# Garage Sale Finds! Elgin Pocket watches!



## iKokomo (Nov 23, 2015)

I just picked up 3 Elgin pocket watches (and 20 other watches and parts) at a garage sale for $9 USD! The two in a pocket watch case actually still work.
I have 3 questions. 
1. Does anyone have an approximate year on these watches (the one outside of the case is 1912/13) 
2. How do I open the other two pocket watches so I can see the serial number? 
3. Where can I find a crystal to replace the missing one?

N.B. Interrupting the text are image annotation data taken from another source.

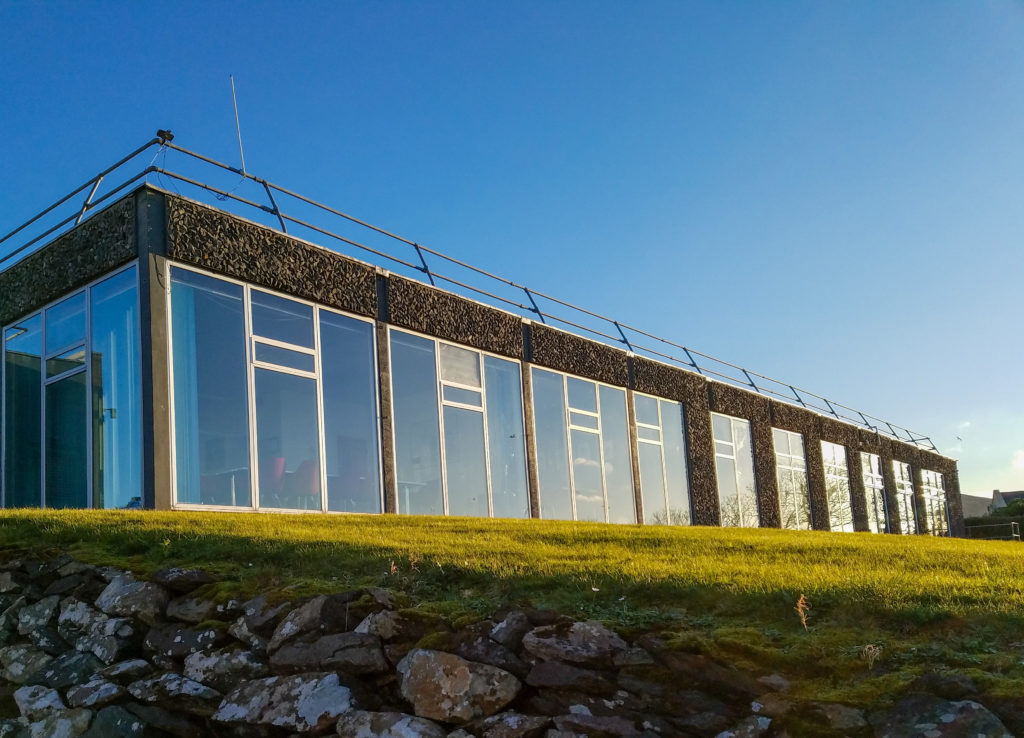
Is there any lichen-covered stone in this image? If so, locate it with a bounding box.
[213,672,352,733]
[397,649,522,723]
[96,574,170,625]
[184,648,269,693]
[337,710,449,738]
[522,620,629,666]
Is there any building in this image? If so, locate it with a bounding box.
[0,137,964,535]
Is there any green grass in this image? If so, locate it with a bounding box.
[0,511,1024,705]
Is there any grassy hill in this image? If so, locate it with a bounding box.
[0,511,1024,706]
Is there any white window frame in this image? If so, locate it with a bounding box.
[164,259,384,515]
[0,259,145,510]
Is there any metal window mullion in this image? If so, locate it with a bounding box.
[432,339,449,515]
[242,284,263,511]
[476,352,495,518]
[313,306,327,513]
[252,335,316,356]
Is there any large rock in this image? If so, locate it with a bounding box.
[57,598,138,663]
[467,712,551,738]
[270,633,388,675]
[0,646,53,684]
[153,567,213,595]
[128,671,220,717]
[871,695,1013,738]
[29,707,92,738]
[267,593,362,651]
[337,710,449,738]
[82,705,154,738]
[184,648,269,693]
[96,574,170,625]
[14,685,66,720]
[522,620,629,666]
[27,651,103,690]
[397,649,522,723]
[17,595,60,636]
[68,677,125,707]
[143,623,224,658]
[213,672,352,733]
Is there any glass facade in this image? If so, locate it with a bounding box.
[893,461,918,535]
[821,441,853,533]
[771,428,811,530]
[2,265,142,508]
[633,393,690,525]
[170,267,382,513]
[530,366,637,523]
[390,329,529,518]
[921,469,949,535]
[860,451,889,533]
[711,413,759,528]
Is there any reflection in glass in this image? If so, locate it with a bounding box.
[712,413,758,527]
[255,341,315,373]
[89,267,142,508]
[439,343,480,387]
[255,368,322,510]
[444,405,489,518]
[569,430,604,522]
[171,268,251,507]
[771,428,811,530]
[319,310,381,513]
[860,451,889,533]
[46,292,85,354]
[45,372,89,508]
[483,356,529,518]
[531,366,572,520]
[598,385,637,523]
[391,331,444,515]
[821,441,853,533]
[3,314,43,508]
[250,290,313,348]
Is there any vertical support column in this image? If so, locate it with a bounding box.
[879,442,905,535]
[846,443,870,532]
[626,384,644,524]
[135,190,174,510]
[804,427,831,530]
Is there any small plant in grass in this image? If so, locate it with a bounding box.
[860,643,882,671]
[794,594,811,631]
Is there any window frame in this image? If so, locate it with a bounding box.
[0,259,145,510]
[164,259,385,515]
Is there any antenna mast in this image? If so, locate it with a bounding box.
[227,75,246,174]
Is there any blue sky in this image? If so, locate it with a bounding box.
[0,0,1024,492]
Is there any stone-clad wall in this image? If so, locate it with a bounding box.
[0,188,964,535]
[0,197,136,325]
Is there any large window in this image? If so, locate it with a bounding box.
[633,393,690,525]
[531,366,637,523]
[893,461,918,535]
[2,266,142,508]
[921,469,949,535]
[771,428,811,530]
[711,413,758,528]
[390,329,529,518]
[860,451,889,533]
[170,266,381,513]
[821,441,853,533]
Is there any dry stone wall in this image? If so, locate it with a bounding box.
[0,556,1011,738]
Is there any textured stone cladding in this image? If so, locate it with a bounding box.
[0,198,135,324]
[529,322,629,387]
[633,356,720,525]
[388,275,523,359]
[709,381,781,528]
[167,196,377,317]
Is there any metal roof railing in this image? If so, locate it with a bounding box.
[0,131,937,451]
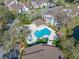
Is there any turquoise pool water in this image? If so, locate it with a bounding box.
[34,28,51,38]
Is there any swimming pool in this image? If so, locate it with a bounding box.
[34,28,51,38]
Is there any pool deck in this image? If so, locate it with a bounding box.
[27,25,56,45]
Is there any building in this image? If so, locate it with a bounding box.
[4,0,32,13]
[22,44,63,59]
[43,10,59,26]
[31,0,49,8]
[4,0,18,7]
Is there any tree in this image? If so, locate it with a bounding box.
[18,14,31,24]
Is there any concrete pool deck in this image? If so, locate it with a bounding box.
[27,25,56,45]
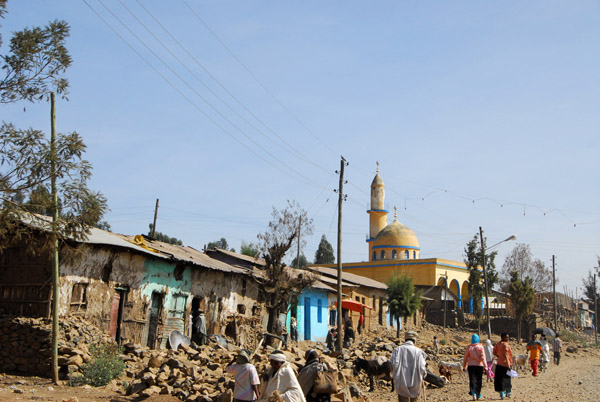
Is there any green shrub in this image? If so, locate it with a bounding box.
[71,344,125,387]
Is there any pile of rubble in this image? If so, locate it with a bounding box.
[0,316,111,378]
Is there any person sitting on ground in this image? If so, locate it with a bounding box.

Thanks a lot! It was a great day!!



__
https://flic.kr/p/U8JGr3


__
https://flic.kr/p/U8JGr3


__
https://flic.kr/p/U8JGr3


__
https://flic.kr/p/U8JGxA


----------



## RoddyJB (May 11, 2008)

It looks like the both have screw off backs to me. They may be quite hard to unscrew if they haven't been opened for a long time.

Rod


----------



## Sunbeam S7 (May 2, 2017)

Nice find.

Should be able to find a crystal on ebay; or maybe try Esslinger (USA).


----------



## antony (Dec 28, 2007)

OMG..........fabulous find.


----------



## vinn (Jun 14, 2015)

it takes a while to learn how to deal with "stuck screw back cases" or be able to determine if it un - screws or is popped off. this is the right forum to learn from, vinn


----------



## mel (Dec 6, 2006)

Take an EXACTO (tm) or similar hobby knife with a very fine sharp pointed blade, and see if there is a "seam" that you can run round with the very tip of the blade - -- no force - - to see if any muck or detritus comes out. A drop of solvent like ZIPPO lighter fluid may help soften the muck and keep cleaning it away and running round.

You may then (only may) be able to unscrew the back if indeed it is a screw back, or pop it if it's a push on. Patience is a virtue in cases like this (pun intended)

Good luck - - take your time! keep us posted, we like to know hoe folks get on :tumbleweed:


----------



## tixntox (Jul 17, 2009)

Try here for your information by entering serial number:-

http://elginwatches.org/databases/elgin_sn_intro.html


----------